# Doesn't Taylor Swift look like Napoleon Dynamite?



## Farideh (Nov 13, 2011)

meow


----------



## flyingMint (Aug 31, 2015)

I mean.... I kinda see it


----------



## lilyamongthorns (Aug 13, 2012)

She does! I never saw it until now, lol.


----------



## Hank Scorpio (Oct 28, 2008)




----------



## Cool Ice Dude55 (Jan 7, 2014)

Oh my god i can not stop laughing or unsee that now


----------



## SofaKing (May 9, 2014)




----------



## Persephone The Dread (Aug 28, 2010)

flyingMint said:


> I mean.... I kinda see it


I would have said no but yeah I guess she looks like his sister or something more so the actor though when he's not in character:


----------



## AllTheSame (Mar 19, 2016)

I can see it for sure. I'm not a Swifty or anything but I like a few of her songs. I'll never look at her the same now lmao. Thanks OP. 'Preciate that.


----------



## NCL (Jun 9, 2013)

A big part of it is that neither seem to be able to shut their mouths. In all pics with lips apart :O


----------



## danohman (Jun 27, 2013)

So f**** what mate, they're both attractive.


----------



## Memories of Silence (May 15, 2015)

I've never seen the movie, but they look alike.  I think she looks like Courtney Love with the new hairstyle.


----------



## Famous (Sep 6, 2011)

heh he heh


----------



## Farideh (Nov 13, 2011)

danohman said:


> So f**** what mate, they're both attractive.

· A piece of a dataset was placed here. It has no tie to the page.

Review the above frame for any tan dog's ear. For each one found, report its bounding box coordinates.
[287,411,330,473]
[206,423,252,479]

Then you must have some verrrryyy low standards....mate.


----------



## Terranaut (Jul 11, 2013)

lilyamongthorns said:


> She does! I never saw it until now, lol.

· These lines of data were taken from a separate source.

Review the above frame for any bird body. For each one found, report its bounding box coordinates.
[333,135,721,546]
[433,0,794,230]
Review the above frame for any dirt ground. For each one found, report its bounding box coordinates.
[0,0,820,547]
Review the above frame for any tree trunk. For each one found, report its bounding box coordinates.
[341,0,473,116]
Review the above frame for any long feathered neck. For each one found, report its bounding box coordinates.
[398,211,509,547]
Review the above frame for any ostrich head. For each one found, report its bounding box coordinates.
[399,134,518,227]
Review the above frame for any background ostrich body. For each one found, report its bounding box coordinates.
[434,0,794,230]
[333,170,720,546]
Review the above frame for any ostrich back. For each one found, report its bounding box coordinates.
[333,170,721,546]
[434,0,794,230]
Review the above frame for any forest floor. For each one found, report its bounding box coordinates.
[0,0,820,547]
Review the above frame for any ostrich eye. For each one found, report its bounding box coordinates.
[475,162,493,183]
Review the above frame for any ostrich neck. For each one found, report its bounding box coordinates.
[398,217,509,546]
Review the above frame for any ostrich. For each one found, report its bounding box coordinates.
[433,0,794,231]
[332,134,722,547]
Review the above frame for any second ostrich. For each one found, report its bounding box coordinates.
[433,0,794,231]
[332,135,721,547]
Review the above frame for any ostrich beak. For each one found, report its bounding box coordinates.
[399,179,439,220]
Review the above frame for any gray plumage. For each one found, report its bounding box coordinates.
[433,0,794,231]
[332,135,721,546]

Haha. I thought it was a total joke, but holy smokes, there is something to it.


----------



## KILOBRAVO (Sep 17, 2011)

lol... I'd say.. no.. not really


----------



## Justmeandmyguitar (Nov 24, 2013)

Taylor swift >would 
Napoleon Dynamite > hellll no….even if he shared his tot’s

On a serious note I think it’s just the teeth/mouth similarity.


----------



## SD92 (Nov 9, 2013)

I 've never seen any resembelance.


----------



## danohman (Jun 27, 2013)

Farideh said:


> Then you must have some verrrryyy low standards....mate.


I'm replying to you so I guess you're right


----------



## Hank Scorpio (Oct 28, 2008)

:clap


----------



## Ntln (Apr 27, 2012)

Yeah, except she's less attractive


----------



## To22 (Apr 6, 2012)

She looks like dynamite alright:









But yeah, she kinda does.


----------



## The Condition of Keegan (Feb 1, 2016)

Lol they kinda do. Wow that's kinda...kinda weird actually.


----------